IBM AIX Multi Path (MPIO) configuration best practices

IBM Power Systems™ servers are designed to offer very high stand-alone availability in the industry. Enterprises must occasionally restructure their infrastructure to meet new IT requirements and handle scheduled outages (such as scheduled system maintenance).

MPIO best practices have never been officially documented. There have been some documents and IBM Redbooks® that have briefly mentioned certain MPIO aspects for specific scenarios and environments, but recommendations pertaining to MPIO configurations, in general, have been lacking.

System reliability and availability are increased by a careful consideration of the user-modifiable options in each system configuration. This article outlines the best practice configuration considerations that pertain to MPIO on AIX.

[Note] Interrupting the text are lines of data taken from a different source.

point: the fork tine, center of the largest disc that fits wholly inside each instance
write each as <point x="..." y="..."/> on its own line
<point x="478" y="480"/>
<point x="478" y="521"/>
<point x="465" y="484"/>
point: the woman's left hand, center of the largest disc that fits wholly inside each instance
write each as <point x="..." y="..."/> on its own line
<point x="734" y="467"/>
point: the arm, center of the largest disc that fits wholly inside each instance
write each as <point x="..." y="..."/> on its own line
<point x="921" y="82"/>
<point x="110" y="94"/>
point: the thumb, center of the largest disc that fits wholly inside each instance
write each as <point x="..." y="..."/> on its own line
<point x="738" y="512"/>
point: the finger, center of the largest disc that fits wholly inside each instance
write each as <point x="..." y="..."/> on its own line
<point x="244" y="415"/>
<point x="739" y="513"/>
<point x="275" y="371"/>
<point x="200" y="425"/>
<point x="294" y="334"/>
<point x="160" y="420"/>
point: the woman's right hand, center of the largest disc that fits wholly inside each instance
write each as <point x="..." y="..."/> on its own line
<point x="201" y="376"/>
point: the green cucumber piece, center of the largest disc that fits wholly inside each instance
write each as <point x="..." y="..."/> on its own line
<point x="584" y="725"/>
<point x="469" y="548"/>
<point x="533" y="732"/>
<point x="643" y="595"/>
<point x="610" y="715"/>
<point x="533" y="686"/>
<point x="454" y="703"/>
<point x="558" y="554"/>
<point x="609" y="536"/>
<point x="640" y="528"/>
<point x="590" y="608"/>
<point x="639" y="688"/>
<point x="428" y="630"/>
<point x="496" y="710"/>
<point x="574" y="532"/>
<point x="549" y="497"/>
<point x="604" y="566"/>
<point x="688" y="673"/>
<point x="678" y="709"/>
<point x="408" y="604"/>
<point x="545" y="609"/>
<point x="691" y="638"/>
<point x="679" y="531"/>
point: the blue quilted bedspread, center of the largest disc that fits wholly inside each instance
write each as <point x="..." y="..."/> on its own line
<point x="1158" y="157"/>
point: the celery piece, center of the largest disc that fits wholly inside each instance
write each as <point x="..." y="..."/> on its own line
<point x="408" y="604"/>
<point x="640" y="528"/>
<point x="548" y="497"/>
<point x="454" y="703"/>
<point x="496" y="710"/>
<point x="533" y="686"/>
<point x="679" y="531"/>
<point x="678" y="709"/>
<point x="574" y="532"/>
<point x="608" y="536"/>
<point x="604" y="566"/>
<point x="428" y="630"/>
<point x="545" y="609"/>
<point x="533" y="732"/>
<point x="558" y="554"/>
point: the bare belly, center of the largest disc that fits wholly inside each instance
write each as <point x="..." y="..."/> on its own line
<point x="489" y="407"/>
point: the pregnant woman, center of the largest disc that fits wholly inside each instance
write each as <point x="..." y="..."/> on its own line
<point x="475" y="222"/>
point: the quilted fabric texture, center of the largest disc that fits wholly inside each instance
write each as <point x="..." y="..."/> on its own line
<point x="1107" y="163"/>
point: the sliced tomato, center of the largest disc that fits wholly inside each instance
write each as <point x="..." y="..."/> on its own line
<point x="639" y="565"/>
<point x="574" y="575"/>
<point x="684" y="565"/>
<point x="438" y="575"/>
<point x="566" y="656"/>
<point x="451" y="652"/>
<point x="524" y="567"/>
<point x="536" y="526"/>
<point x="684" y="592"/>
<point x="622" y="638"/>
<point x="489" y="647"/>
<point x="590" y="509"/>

Some of the features described in this article are specific to particular technology levels of AIX, or are specific to the path control module (PCM) supplied with AIX. If using S__ubsystem Device Driver Path Control Module (SDDPCM) or a vendor-supplied Object Data Manager (ODM) package (often referred to as a host attachment kit, or something similar), then some of these options might be unavailable, and other options can be added.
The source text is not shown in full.